SINGAPORE – The Covid -19 pandemic has affected the Housing Board’s earnings by reducing the amount of red ink on the balance sheet during the past financial year.
Its deficit decreased to $ 2.34 billion in the 12 months to March 31 from $ 2.66 billion the previous year.
This was due to fewer units being handed over to buyers throughout the year, as construction work was hampered by the pandemic.
New apartments are heavily subsidized by HDB so fewer finished apartments are translated into a smaller expense.
Reduced upgrade work also helped reduce the deficit, HDB’s annual report noted on Thursday (October 14).
However, more housing grants from the Central Provident Fund (CPF), rent rebates and suspension of late fees on arrears of housing loans were issued to help households throughout the year.
HDB reported a $ 2.64 billion deficit in its housing programs, offset by a $ 303 million surplus from other activities, such as rental income.
There were 8,124 units completed and delivered to buyers, a decrease from 11,609 the year before, mainly due to construction shutdowns in the two-month-long switch 2020 and the gradual work again after the measures were lifted.
The deficit for upgrading existing apartments also fell, from $ 440 million to $ 242 million.
$ 791 million in CPF housing allowances were paid to buyers of second-hand apartments and condominiums, from $ 631 million the previous fiscal year.
Assistance for households living in rental apartments, such as rent rebates and suspension of late fees, amounted to $ 125 million, compared to $ 115 million the year before.
HDB also suspended more late payment fees for owners who had difficulty paying their mortgages on time.
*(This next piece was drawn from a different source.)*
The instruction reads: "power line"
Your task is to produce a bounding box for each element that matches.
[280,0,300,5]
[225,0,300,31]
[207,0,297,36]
Its deficit in this area was $ 31 million compared to $ 21 million the previous year.
The Ministry of Finance grants HDB each year to compensate its deficit was $ 2.34 billion, compared to $ 2.69 billion the previous year.
The cumulative government grants that HDB has received since its inception in 1960 now amount to $ 38.57 billion.
About 80 percent of Singapore’s residents live in HDB apartments, of which about 90 percent own their homes.
Constant construction disruptions due to the pandemic have led to long delays for buyers in BTO (Build-To-Order) projects.
The pandemic has meant that the completion of most BTI apartments has been delayed by up to six months and some has fallen by seven to ten months.
The waiting time for a standard BTI project from booking to key collection was about three to four years before the pandemic, but this has now expired to just over four years.